8 de setembro de 2022

Adriano Moreira

Um século de Sabedoria e Humanismo


Hoje damos “Gracias a la Vida” pelos 100 anos do Senhor Professor Adriano Moreira com quem temos tido o privilégio de conviver, de beber da sua sabedoria, do seu conhecimento, das suas inquietações sobre o mundo e dos seus valores.

Agradecemos muito sentidamente a sua generosa amizade com que nos tem privilegiado. Fazemo-lo movida pela dívida de gratidão, pela estima e respeito pela excelência do académico, pelo brilhantismo do professor, pela escola que cria diariamente, pela integridade do servidor público e pela estrutura ética, intelectual e cultural do cidadão.

Adriano Moreira sempre fiel, orgulhoso das suas raízes transmontamos (que também são as nossas), nasceu em Grijó de Vale Benfeito, Macedo de Cavaleiros, Bragança, em 06 de Setembro de 1922.
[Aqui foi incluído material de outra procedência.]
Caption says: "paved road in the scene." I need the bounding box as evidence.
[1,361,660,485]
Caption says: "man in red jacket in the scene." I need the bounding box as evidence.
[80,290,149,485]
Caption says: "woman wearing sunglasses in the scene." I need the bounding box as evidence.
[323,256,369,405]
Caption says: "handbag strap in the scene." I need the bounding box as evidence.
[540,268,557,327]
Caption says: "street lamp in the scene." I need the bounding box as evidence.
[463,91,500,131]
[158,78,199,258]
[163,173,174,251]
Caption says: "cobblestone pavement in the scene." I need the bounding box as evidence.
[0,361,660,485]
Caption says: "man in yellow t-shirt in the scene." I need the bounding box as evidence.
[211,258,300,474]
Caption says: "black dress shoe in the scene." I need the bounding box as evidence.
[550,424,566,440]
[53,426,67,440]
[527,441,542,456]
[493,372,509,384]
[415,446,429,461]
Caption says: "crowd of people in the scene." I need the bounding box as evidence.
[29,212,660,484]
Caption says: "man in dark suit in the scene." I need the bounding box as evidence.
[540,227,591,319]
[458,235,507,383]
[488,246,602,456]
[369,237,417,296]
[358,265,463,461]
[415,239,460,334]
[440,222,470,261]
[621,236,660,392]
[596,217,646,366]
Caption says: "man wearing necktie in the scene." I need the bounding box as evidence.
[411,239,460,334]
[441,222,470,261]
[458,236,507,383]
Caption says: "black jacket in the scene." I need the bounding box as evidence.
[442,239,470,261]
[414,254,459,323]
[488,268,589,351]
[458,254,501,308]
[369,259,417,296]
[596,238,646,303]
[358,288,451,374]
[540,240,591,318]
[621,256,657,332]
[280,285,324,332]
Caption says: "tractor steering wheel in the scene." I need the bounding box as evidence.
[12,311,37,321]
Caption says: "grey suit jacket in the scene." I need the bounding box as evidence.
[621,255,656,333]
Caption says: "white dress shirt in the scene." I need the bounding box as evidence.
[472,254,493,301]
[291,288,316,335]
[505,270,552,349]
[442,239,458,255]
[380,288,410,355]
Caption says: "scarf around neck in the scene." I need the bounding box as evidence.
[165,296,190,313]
Em relação ao Professor Adriano Moreira não é mera afirmação de circunstância reconhecer-se a inevitabilidade de se ficar sempre aquém da realidade na referência aos seus méritos; em diferentes momentos, numa linha de afirmação e coerência que levou a que seja admirado por pessoas de sucessivas gerações e de ideologias diversas.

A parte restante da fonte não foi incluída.